First came news yesterday that a second proxy advisory service, ISS Governance Services, is recommending MG shareholders vote for 2 of Harbinger’s 3 outside directors in balloting at the company’s annual meeting on April 24. Harbinger owns a reported 18.2 percent of MG’s Class A stock. (The company is closely held, however, by the Bryan family through Class B stock, so no matter what happens in the election don’t expect changes any time soon.)

Harbinger is the second-largest outside shareholder. The largest outside shareholder in MG, investor Mario Gabelli with a 22 percent stake, today threw his support behind Harbinger. In a letter to MG, Gabelli wrote:

“In light of the ownership position of Harbinger, the need to launch a zero based budgeting approach to your decision-making process, and the clear lack of explanation as to the thought process behind the ill-fated and ill-timed NBC acquisition, particularly since our firm’s observation that the company should not make any acquisitions and reduce debt to maintain financial flexibility, was ignored. These factors tilt our decision to vote at the annual meeting for the Harbinger slate. This decision will be reviewed on an ongoing basis for future elections.”

He’s referring to MG’s $600 million purchase of four NBC affiliates in markets that some Wall Street observers have said make little sense.
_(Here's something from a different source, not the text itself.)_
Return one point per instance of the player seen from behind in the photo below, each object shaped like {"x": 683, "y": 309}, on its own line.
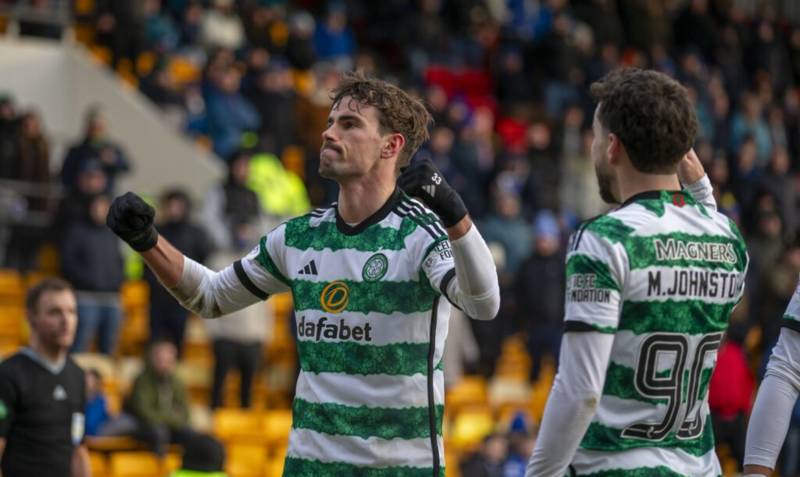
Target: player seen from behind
{"x": 650, "y": 288}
So what does this mean for Tampa Bay? Clearly, the Tribune will continue to be published (in some form) if MG has its way, since the company called its Tampa properties the “Crown Jewel” of its mediocre empire in a recent SEC filing. But expect further, as George Costanza would say, “shrinkage.” Already, the movie critic is history and the Monday business tab is gone. Other sections have been shrunken or eliminated. More with less, that is the US news mantra these days.
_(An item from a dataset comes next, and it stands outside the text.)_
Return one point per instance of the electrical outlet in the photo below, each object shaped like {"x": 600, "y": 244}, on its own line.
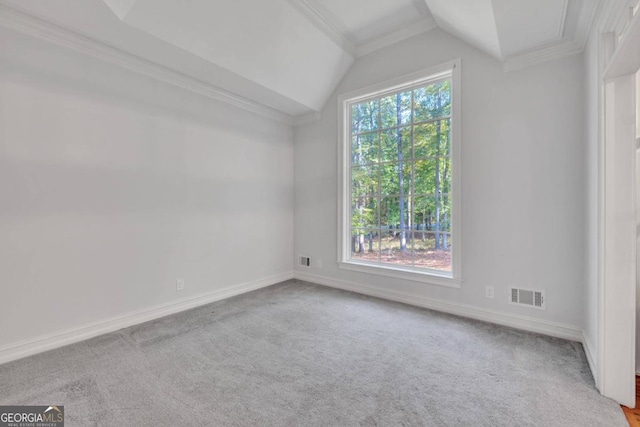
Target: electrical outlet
{"x": 488, "y": 291}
But it could be even worse than that, with pressure from dissident shareholders and a deepening recession pointing to drastic cuts and even, at Harbinger’s veiled suggestion, the dumping of the newspaper. It would seem to make no sense, though, since we wonder, who would buy a lone newspaper these days? No Wall Street company would touch it with a 10-foot pole; perhaps citizen activists could come up with some local ownership group? Or let’s face it, the best potential buyer right here in our own backyard: the St. Petersburg Times. It could then put its Tampa Bay Times trademark to full use immediately and consolidate its reach and audience in the Bay area.

The other problem with a sale, from the standpoint of continuing to operate the Trib, is how would you untangle the newspaper from its converged status with Newschannel 8, which clearly would not be for sale and is profitable? The two share a common assignment desk and office space. Conventional wisdom has always been that a Times purchase of the Trib would be for the name only and would result in the end of the Tampa Tribune as a real operating newspaper.

(Ahhh, MG should have taken that Bert Sugarman deal for $1.7 billion back in the 1980s.)